Christmas gift || Shaw x Adna
Não importou-se em se ver com os braços ocupados, vendo a alegria dos filhos ao ver o melhor amigo. Riu baixo ao ele pegar as crianças no braço sem muita dificuldade, revirando os olhos. Adna e Bernard tinham suas agendas apertadas, porém durante o tempo em que estava em Boston, ele havia se tornado uma das pessoas favoritas da ruiva e também de seus filhos. – Ah, claro. Agora eu sou a ajudante de Papai Noel, huh? – Disse com falsa indignação, andando até a sala, onde Shaw e os filhos já haviam se instalado. Pelo peso dos presentes, sabia que não eram meias, muito menos ursos de pelúcia. Já imaginava que iria começar uma discussão com Shaw, pois não era o tipo de mãe que mimava os filhos com itens comprados.
Teve suas suspeitas quase que confirmadas ao escutar o pronunciamento de Shaw, que fez com que Adna arqueasse uma das sobrancelhas. – Eu não sei não, Shaw. Da última vez que você tentou me convencer a não reclamar, queria trazer uma cama de dossel para a Fleur! – Apontou de maneira acusatória na direção do mais velho, estreitando os olhos. Sabia que ele havia exagerado, o sorriso na face dele confirmava isso, então ela sentou-se na frente dele, vendo os gêmeos a olharem de maneira ansiosa. – Tudo bem, tudo bem. Prometo não fazer um grande estardalhaço, mas apenas se os presentes puderem ser educativos. Se não, pode esquecer, você vai ter que os devolver. – Adna Rose estava muito firme em sua palavra, olhando para Bernard com seriedade, como se os dois estivessem no meio de uma reunião onde tivessem que mostrar quem era mais persuasivo.

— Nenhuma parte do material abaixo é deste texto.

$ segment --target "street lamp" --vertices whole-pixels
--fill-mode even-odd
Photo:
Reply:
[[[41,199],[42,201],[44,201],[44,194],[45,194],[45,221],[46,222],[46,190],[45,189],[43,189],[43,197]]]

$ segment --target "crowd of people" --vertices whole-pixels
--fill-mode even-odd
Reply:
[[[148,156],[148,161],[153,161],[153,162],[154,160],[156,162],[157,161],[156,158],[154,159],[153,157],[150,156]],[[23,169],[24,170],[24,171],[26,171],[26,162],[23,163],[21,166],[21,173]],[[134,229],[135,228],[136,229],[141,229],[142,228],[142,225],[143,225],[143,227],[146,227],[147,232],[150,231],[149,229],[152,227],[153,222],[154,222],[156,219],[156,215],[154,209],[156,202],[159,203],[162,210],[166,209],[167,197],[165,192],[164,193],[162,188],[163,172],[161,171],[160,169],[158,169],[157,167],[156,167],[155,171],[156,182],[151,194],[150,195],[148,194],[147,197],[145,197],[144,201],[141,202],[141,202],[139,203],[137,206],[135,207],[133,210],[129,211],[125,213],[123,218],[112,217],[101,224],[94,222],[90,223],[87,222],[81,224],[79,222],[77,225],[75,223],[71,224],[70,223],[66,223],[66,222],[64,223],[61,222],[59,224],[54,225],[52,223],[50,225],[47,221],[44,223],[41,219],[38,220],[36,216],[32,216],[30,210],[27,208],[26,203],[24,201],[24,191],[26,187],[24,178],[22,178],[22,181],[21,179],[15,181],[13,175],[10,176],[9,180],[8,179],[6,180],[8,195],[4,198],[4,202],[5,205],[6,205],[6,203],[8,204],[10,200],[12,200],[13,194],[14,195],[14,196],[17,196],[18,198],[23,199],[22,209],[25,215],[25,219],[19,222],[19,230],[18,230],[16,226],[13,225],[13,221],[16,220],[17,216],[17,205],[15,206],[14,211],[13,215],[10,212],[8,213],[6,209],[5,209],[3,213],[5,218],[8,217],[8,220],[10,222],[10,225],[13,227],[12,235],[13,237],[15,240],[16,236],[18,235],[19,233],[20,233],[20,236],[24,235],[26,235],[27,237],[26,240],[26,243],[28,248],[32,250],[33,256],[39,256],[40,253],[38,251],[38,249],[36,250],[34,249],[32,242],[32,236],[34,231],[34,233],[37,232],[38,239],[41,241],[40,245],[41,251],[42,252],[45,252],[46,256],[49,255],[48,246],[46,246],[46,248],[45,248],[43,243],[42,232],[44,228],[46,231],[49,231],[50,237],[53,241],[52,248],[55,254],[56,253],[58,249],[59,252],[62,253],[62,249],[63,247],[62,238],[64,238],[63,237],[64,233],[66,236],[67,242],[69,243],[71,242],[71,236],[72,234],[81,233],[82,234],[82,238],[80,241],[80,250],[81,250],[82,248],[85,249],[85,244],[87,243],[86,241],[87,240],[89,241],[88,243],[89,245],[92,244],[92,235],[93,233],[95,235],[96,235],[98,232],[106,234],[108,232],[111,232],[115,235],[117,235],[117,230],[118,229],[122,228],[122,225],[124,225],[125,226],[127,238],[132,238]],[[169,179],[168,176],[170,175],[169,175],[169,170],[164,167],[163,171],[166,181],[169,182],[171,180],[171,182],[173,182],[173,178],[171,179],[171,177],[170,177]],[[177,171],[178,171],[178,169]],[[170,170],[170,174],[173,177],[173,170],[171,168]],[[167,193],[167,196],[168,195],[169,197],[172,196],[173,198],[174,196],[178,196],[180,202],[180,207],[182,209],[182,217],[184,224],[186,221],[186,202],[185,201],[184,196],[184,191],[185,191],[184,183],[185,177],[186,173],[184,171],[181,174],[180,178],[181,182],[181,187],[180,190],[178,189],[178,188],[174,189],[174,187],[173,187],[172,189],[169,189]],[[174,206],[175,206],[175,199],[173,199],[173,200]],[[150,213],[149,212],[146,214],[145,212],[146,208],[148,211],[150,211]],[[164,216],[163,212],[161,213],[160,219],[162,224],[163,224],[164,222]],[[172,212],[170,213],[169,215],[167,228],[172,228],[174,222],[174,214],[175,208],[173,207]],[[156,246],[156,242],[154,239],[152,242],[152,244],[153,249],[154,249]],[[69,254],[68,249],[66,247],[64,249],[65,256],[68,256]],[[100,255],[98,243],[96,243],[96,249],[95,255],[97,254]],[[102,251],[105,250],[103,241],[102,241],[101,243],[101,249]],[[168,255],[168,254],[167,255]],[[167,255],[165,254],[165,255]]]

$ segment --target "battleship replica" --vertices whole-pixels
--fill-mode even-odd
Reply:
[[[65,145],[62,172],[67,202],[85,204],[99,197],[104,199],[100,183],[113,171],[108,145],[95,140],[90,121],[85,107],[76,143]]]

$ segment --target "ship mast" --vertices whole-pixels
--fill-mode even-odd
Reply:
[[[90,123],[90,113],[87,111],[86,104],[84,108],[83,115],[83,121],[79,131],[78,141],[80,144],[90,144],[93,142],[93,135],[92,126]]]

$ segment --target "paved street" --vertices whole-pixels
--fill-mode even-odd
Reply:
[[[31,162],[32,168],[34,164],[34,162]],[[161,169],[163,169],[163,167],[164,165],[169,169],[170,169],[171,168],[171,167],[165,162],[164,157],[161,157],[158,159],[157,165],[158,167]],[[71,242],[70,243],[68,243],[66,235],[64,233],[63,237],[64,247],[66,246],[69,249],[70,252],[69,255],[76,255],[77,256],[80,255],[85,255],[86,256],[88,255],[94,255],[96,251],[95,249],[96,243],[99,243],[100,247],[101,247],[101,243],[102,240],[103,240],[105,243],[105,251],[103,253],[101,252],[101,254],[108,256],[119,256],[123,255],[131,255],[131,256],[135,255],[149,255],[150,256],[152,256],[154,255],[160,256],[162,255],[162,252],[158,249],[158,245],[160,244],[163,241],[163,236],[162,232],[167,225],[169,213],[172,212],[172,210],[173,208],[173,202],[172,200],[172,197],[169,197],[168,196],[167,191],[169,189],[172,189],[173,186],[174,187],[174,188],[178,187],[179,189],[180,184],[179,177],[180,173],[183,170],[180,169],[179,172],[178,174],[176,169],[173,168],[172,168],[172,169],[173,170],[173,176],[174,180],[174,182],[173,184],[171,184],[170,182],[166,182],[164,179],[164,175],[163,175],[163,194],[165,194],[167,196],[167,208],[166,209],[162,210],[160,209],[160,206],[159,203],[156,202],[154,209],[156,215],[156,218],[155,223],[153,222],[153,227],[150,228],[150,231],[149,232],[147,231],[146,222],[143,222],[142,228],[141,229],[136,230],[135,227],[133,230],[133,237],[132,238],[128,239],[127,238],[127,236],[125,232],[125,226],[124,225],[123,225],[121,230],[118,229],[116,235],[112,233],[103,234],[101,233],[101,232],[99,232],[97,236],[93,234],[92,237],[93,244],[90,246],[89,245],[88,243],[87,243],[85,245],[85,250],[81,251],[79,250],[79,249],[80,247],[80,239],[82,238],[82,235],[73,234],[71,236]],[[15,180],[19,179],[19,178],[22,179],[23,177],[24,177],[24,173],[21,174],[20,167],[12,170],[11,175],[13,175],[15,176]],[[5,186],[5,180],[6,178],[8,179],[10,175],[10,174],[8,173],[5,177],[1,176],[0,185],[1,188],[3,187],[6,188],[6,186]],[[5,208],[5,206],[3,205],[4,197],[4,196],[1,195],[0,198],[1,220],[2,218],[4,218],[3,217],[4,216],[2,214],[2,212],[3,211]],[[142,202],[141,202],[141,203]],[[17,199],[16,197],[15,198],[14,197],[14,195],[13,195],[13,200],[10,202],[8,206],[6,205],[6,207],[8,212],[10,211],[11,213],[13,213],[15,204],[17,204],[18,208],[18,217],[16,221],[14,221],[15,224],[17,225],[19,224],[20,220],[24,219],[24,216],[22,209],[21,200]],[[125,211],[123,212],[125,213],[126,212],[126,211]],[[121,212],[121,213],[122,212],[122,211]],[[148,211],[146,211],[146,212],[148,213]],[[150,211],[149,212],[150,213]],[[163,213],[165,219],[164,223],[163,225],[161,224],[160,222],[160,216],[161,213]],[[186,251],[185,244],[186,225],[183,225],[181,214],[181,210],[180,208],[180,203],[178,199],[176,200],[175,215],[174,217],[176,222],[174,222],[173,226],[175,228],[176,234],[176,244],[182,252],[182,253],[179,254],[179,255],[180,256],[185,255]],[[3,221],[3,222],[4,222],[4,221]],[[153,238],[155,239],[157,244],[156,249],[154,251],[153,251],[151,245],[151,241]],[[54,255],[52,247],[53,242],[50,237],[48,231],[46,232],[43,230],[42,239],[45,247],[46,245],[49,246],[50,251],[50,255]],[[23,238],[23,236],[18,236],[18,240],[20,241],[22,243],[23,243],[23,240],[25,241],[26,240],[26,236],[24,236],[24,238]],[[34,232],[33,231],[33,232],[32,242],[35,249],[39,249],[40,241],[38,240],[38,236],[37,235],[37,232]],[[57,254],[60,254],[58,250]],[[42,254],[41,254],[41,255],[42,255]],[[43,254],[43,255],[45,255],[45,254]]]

O homem sentado no sofá com as crianças deixou que um suspiro pesado colocasse pra fora o quão desgostoso estava com aquela bronca antecipada, além da lembrança a que Rose se referiu. – Olha, Adna... Não me deixe chateado em plena noite de natal. Estou sem minha família, e minha única família aqui em Boston são vocês três e o Wahs. – Óbvio que Bernard sendo tão convincente não deixaria de fora a chantagem emocional. Muito embora realmente estivesse sentindo falta da família no Texas, Shaw não é do tipo sentimental que chora por causa disso abraçando o travesseiro, nem nada parecido com isso. Contudo, quis se mostrar sensível, vulnerável à qualquer palavra dura da melhor amiga, implorando por um pouco de piedade com seus olhos forçosamente tristonhos.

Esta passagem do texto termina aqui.